Afflicted by a chronic illness that changed the course of my life and from which I’m slowly but surely recovering, I can't help but envision an apocalyptic future in which most of the people who surround me will also fall victim to a disease that they contract simply by going outside. These thoughts about the threats posed by the world outside our doors sometimes kept me up at night even before the outbreak of the novel coronavirus, which, experts note, is the result of deforestation and humans coming into closer contact with wild animals than we ever have before. Now, the dystopian vision of lives lived indoors feels even more real.
In many parts of the country these days, to safely venture into nature requires preparation and forethought: the slathering on of repellents, the layering on of clothes, and rigorous full-body inspections once returning home. This is not the way things are supposed to work. When I learned, through my experience with infectious disease, how far human activity has tipped the scale away from the careful balance nature finds when it’s left alone, I became radicalized. I started reading independent media. I started poring over the climate change data. I became aware of the extent to which unchecked corporate greed fuels environmental destruction and I felt rage toward the governments that prop up the corporations. Lyme made me an activist, and there’s no turning back.

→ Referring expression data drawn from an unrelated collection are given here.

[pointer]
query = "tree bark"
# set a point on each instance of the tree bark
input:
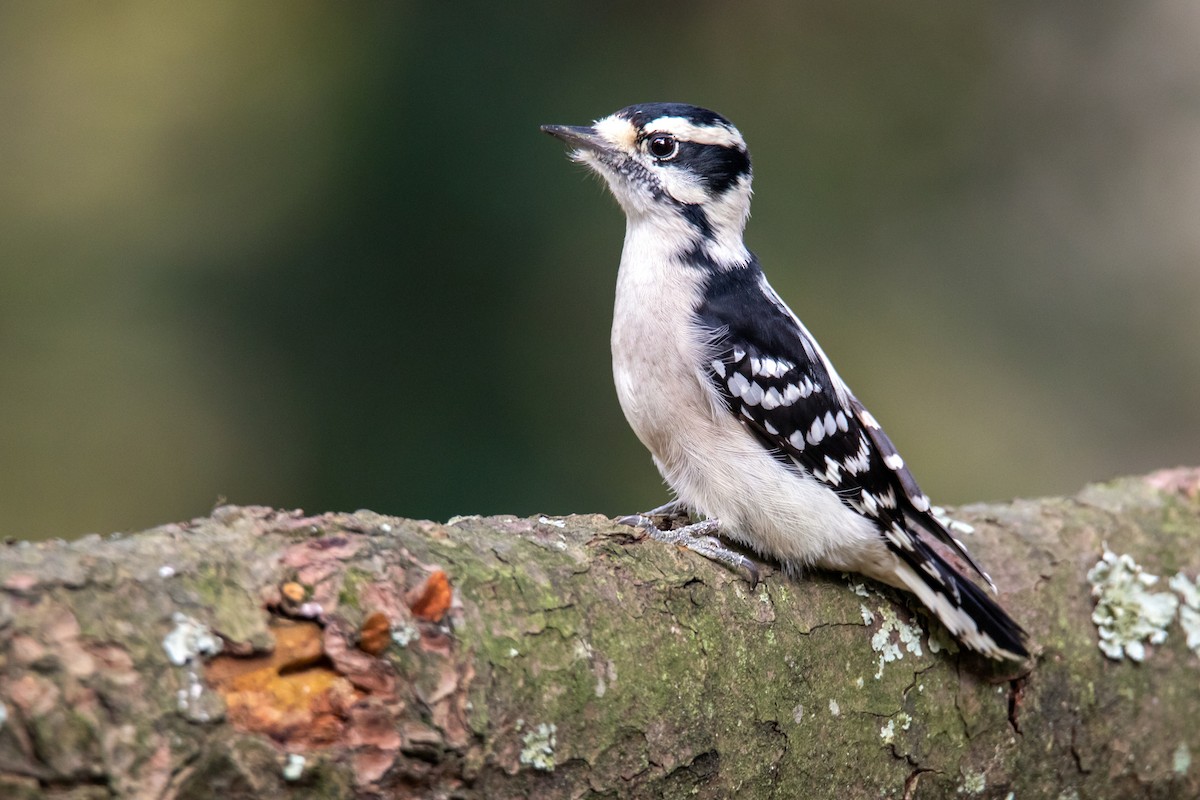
(261, 653)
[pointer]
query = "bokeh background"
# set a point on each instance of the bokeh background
(318, 254)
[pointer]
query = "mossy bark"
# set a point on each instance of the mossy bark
(571, 659)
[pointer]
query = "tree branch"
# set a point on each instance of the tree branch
(364, 656)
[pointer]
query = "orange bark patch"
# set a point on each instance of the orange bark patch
(293, 591)
(431, 600)
(292, 695)
(376, 633)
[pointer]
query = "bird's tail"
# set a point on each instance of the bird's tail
(964, 608)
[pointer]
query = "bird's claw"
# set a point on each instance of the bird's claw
(697, 537)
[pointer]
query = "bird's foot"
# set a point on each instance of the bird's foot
(700, 537)
(675, 513)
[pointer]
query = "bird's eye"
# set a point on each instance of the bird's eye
(663, 146)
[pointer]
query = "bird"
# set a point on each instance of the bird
(745, 417)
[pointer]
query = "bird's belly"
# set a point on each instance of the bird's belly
(719, 468)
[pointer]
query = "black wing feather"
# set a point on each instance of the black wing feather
(773, 377)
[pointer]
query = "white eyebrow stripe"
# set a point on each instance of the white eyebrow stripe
(688, 131)
(617, 131)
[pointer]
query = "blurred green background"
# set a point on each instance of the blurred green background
(318, 254)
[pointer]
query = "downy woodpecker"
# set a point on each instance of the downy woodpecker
(743, 413)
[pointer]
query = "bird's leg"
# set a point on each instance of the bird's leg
(700, 537)
(671, 512)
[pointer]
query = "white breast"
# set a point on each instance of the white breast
(711, 461)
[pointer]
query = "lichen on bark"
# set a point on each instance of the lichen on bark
(552, 657)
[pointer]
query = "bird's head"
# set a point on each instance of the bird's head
(669, 160)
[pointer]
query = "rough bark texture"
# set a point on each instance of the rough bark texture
(508, 657)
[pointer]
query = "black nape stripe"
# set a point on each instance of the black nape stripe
(719, 168)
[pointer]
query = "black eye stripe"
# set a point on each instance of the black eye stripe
(717, 166)
(661, 145)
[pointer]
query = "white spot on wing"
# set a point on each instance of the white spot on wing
(831, 423)
(753, 396)
(816, 432)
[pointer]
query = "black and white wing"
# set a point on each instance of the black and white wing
(778, 382)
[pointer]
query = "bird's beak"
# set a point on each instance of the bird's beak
(585, 137)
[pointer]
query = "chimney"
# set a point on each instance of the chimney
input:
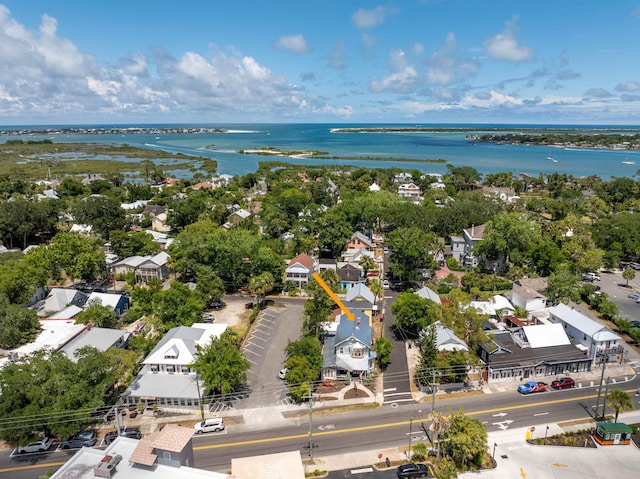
(107, 466)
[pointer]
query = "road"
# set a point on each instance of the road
(379, 428)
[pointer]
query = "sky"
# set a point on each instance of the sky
(319, 61)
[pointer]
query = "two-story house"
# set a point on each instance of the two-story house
(350, 352)
(599, 342)
(166, 378)
(300, 270)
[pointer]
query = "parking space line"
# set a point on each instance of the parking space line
(257, 337)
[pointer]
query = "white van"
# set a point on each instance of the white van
(209, 425)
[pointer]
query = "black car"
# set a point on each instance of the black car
(80, 439)
(132, 432)
(412, 470)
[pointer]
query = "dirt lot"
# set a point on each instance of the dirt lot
(234, 313)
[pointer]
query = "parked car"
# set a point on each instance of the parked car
(414, 470)
(80, 439)
(590, 277)
(532, 387)
(215, 305)
(209, 425)
(38, 446)
(563, 383)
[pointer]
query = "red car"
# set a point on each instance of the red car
(532, 387)
(563, 383)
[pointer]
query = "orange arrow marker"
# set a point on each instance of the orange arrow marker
(332, 295)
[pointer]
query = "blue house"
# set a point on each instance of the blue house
(350, 351)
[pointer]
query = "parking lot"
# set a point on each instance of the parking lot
(264, 349)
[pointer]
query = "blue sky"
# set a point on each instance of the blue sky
(330, 61)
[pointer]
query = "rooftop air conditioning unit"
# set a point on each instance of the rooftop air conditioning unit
(107, 466)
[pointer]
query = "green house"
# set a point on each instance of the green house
(613, 433)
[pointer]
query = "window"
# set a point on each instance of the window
(357, 352)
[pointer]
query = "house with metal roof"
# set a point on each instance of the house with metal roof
(427, 293)
(599, 342)
(531, 352)
(350, 351)
(166, 378)
(163, 454)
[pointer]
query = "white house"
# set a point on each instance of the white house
(350, 352)
(598, 341)
(300, 269)
(166, 378)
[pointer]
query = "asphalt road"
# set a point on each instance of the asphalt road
(381, 428)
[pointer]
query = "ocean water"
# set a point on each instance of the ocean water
(449, 146)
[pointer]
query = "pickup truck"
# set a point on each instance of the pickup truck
(590, 277)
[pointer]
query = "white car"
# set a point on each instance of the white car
(39, 446)
(209, 425)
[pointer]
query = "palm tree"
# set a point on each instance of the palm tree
(620, 401)
(367, 264)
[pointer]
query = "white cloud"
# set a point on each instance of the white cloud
(628, 86)
(294, 43)
(597, 93)
(504, 46)
(338, 56)
(403, 79)
(449, 64)
(44, 77)
(365, 18)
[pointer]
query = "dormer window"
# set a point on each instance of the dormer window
(171, 353)
(357, 352)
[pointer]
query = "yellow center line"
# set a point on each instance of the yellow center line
(390, 424)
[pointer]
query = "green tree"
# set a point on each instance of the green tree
(178, 305)
(383, 348)
(412, 249)
(209, 284)
(101, 212)
(221, 365)
(132, 243)
(260, 285)
(98, 315)
(18, 325)
(39, 390)
(466, 439)
(413, 314)
(619, 400)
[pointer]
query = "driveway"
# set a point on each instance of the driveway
(264, 349)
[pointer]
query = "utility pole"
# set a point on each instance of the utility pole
(605, 359)
(433, 391)
(310, 399)
(409, 450)
(604, 398)
(199, 396)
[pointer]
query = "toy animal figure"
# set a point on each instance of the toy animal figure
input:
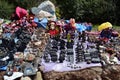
(71, 26)
(53, 29)
(108, 58)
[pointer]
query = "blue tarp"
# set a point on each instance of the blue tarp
(42, 23)
(80, 27)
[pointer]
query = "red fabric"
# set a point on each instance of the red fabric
(21, 12)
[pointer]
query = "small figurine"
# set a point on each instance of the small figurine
(53, 29)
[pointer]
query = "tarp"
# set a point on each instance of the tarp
(21, 12)
(42, 23)
(80, 27)
(43, 14)
(45, 10)
(47, 6)
(104, 26)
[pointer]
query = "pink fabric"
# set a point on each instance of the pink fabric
(21, 12)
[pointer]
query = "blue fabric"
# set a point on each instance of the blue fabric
(42, 23)
(105, 34)
(80, 27)
(3, 68)
(89, 28)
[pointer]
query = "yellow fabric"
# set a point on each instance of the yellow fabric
(104, 26)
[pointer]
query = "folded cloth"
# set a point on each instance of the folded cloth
(14, 76)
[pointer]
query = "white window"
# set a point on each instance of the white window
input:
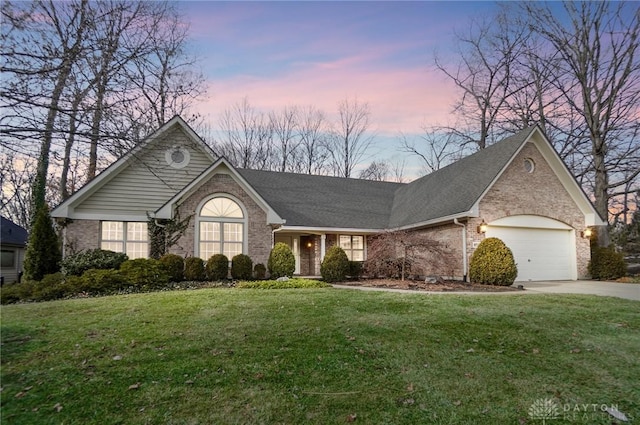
(132, 238)
(221, 228)
(353, 245)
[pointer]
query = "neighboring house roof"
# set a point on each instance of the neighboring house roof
(325, 202)
(454, 189)
(12, 234)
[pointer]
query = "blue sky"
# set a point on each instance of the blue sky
(318, 53)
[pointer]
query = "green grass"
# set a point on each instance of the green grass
(322, 356)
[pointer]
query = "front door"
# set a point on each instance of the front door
(292, 242)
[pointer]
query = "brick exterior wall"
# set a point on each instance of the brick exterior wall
(516, 192)
(259, 233)
(539, 193)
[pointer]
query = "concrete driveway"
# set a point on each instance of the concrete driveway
(628, 291)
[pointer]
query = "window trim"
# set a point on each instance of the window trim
(349, 252)
(124, 241)
(222, 220)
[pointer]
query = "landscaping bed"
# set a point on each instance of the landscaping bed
(421, 285)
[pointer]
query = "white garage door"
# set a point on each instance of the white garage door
(540, 253)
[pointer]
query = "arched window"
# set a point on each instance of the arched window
(221, 226)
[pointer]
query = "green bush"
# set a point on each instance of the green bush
(259, 271)
(194, 269)
(241, 267)
(335, 266)
(282, 284)
(42, 255)
(217, 267)
(606, 264)
(281, 261)
(99, 281)
(492, 263)
(174, 266)
(144, 272)
(77, 264)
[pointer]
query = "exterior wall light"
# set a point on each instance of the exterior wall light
(482, 228)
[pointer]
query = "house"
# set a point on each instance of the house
(13, 240)
(518, 190)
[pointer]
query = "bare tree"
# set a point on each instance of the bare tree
(377, 170)
(436, 147)
(350, 138)
(487, 53)
(598, 44)
(284, 125)
(247, 137)
(312, 129)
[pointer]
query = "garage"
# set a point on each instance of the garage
(544, 249)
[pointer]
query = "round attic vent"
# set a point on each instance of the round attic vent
(177, 157)
(529, 165)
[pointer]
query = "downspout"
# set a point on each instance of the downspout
(464, 248)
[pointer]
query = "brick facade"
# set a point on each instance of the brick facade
(538, 193)
(516, 192)
(259, 233)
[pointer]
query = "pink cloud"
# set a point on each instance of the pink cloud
(400, 99)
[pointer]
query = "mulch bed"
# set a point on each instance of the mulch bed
(419, 285)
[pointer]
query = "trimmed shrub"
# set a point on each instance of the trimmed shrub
(145, 272)
(335, 266)
(259, 271)
(42, 255)
(281, 261)
(194, 269)
(100, 281)
(606, 264)
(241, 267)
(77, 264)
(217, 267)
(282, 284)
(174, 266)
(492, 263)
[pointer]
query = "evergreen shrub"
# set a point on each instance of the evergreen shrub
(144, 272)
(194, 269)
(281, 261)
(77, 264)
(174, 266)
(217, 267)
(606, 264)
(241, 267)
(492, 263)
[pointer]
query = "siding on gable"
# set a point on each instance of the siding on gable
(148, 181)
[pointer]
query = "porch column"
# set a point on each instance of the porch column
(323, 246)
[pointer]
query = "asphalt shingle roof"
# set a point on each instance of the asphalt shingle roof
(454, 189)
(322, 201)
(335, 202)
(11, 233)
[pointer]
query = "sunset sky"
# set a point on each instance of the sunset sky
(319, 53)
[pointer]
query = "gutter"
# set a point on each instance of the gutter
(464, 248)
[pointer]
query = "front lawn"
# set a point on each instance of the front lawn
(322, 356)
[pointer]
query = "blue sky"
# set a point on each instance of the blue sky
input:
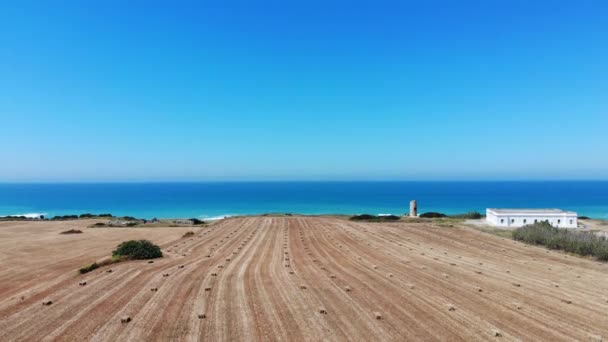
(305, 90)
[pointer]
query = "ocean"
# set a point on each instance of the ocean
(211, 200)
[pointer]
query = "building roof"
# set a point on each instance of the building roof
(524, 211)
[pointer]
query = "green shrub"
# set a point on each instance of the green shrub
(72, 231)
(374, 218)
(473, 215)
(433, 215)
(581, 243)
(88, 268)
(138, 249)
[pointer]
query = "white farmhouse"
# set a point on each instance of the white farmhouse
(521, 217)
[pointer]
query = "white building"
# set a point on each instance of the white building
(521, 217)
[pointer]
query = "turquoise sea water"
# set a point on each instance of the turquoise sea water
(205, 200)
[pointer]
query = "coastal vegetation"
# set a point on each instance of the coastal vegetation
(127, 250)
(374, 218)
(137, 249)
(581, 243)
(96, 265)
(72, 231)
(472, 215)
(432, 214)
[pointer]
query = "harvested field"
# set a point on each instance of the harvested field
(345, 280)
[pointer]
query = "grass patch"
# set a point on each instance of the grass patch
(72, 231)
(374, 218)
(581, 243)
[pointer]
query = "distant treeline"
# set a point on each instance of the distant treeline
(83, 216)
(389, 218)
(473, 215)
(374, 218)
(569, 240)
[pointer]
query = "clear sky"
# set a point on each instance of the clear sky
(304, 90)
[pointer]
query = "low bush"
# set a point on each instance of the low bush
(581, 243)
(88, 268)
(96, 265)
(72, 231)
(65, 217)
(138, 249)
(473, 215)
(432, 215)
(374, 218)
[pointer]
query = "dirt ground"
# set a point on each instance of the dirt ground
(296, 278)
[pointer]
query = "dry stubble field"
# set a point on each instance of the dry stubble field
(296, 278)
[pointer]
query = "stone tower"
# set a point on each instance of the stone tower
(413, 208)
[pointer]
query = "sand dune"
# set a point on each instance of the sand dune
(296, 278)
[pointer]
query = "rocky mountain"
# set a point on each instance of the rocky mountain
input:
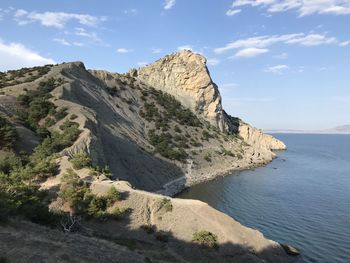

I will continue to participate in movements that pressure governments to create greener policy and to volunteer and vote for progressive politicians. But I worry that fellow activists focus too narrowly on the very visible effects of climate change—such as flooding and uncontrollable fires—to the exclusion of the very real, and very scary, threat of a future plagued by ubiquitous, hard-to-treat infectious diseases as well as novel viruses like COVID-19. Hiking, climbing and exploring the world’s wild places are already high-risk activities, and they will only become more dangerous in the coming years. I still love the outdoors, but I long for the carefree days of romping through the woods and rolling in the grass without having to worry about contracting a disease. In the hopes of someday returning to those times, I organize to defend our planet and to help restore a world where we live in harmony with nature, not discord.